5 Ways to Make Car Rides a Little Easier If You Have Back Pain

5 Ways to Make Car Rides a Little Easier If You Have Back Pain

No one’s necessarily comfortable while slogging through bumper-to-bumper traffic. But when you deal with back pain, extended car rides aren’t just an annoyance—they can be downright hellish. It’s a reality that Olivia Sabedra-Buck knows well thanks to years of chronic lower-back issues from a herniated disc. A sharp jabbing sensation used to radiate down to the tops of her thighs shortly after she’d buckle up. “When it was at its worst, even driving 10 or 15 minutes sucked,” the 36-year-old marketing manager from Santa Barbara, California, tells SELF.

If you, too, have back pain that gets worse when you’re confined to a vehicle, we’ve got some hopeful news: A few small changes before, during, and after your drive can make rides less grueling—and none of them involve convincing someone else to get behind the wheel or staying home entirely. Here are some of the most important changes to make, according to experts.

1. Plan your trip carefully to reduce physical—and mental—stress.

Sitting, in general, isn’t great for your body—and that’s especially true if you have chronic back pain or are recovering from an injury, like a strained muscle from lifting weights at the gym. That’s because it can put stress on your spine and surrounding muscles when you do it for prolonged periods. Minimizing the amount of time you spend in the vehicle might help, Arya N. Shamie, MD, a professor of orthopedic surgery and neurosurgery at UCLA School of Medicine, tells SELF. That may mean scoping out your route on Google Maps before you set out to avoid trafficky spots, even if it’s the same drive you do every day. If your commute is the issue, perhaps you try leaving earlier to dodge a freeway gridlock and set up in a nearby coffee shop to kill some time before heading out.
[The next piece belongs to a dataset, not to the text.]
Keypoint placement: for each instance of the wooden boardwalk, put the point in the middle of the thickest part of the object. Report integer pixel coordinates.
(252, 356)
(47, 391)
A less chaotic trip might also cut back on mental stress, which can make your back feel even worse, Dr. Shamie explains. Create a playlist of calming tunes, download a chill but entertaining podcast, keep a comforting snack or drink nearby (thermos of chamomile tea, anyone?), and turn the AC or heat to a pleasant temp. Even just taking a few slow, deep breaths (eyes still open, obviously!) at a stoplight can help. “If you’re tense in your arms and gritting your teeth, you’re also tensing up your back muscles,” Dr. Shamie says. “It’s really important for your whole body to be relaxed.” Try the 4-7-8 technique if you’re short on time: Inhale through your nose for four counts, then hold your breath for seven counts. Finally, release the air and breathe out for eight counts.

2. Set up your seat ergonomically.

When you hunch over your steering wheel—or sit in any position that overly flexes your spine—you can strain your lower back muscles and add pressure to your vertebrae, Dr. Shamie says. Instead, situate yourself so your back follows the gentle, S-shaped curve of a healthy spine.

The best way to do this? Get your seat in the right spot. Move it close enough to the steering wheel and pedals so that you’re not overly extending your arms or feet to reach them, and ensure there’s roughly 10 inches of space between your chest and the wheel. Try to keep it low enough so your elbows and shoulders stay relaxed as you grip the wheel. (Placing your hands at nine o’clock and three o’clock is best.) Your upper thigh should always be resting on the cushion beneath you (meaning, you shouldn’t be too far forward on the seat), and your hips should be in line with (or slightly higher) than your knees. “If your thighs aren’t supported, you’re putting more stress on your lower back,” Dr. Shamie says.

3. Support your spine with a pillow.

Speaking of posture: Placing a small pillow right above your tailbone can help you maintain a natural spinal curve and stop you from slouching. “It puts pressure on your back above your waistline and pushes your belly forward a bit, which is a better posture for driving,” Dante Implicito, MD, a spine specialist and chair of orthopedics at Hackensack University Hospital, tells SELF. “That’s a healthier posture when you’re driving.” You can find them from retailers like Amazon—this one or this one would likely get the job done—but in a pinch, Dr. Implicito says a rolled-up towel can do the trick. Some car seats have built-in lumbar cushions you can inflate or deflate, but those aren’t usually big enough to provide support, says Julie Sherry, PT, a physical therapist at UW Health.

4. Change positions whenever you can.

Make it a point to do small—but impactful—movements throughout the drive that’ll limit stress on your back and keep you from getting fatigued. For example, if you always lay your right arm on the middle console, shift it to the other side and drive with your opposite hand every 15 or 20 minutes. “You want a variety of postures so your muscle tissue isn’t stagnant and static,” Sherry says. Even a gentle twist of your torso while temporarily stopped is a good idea.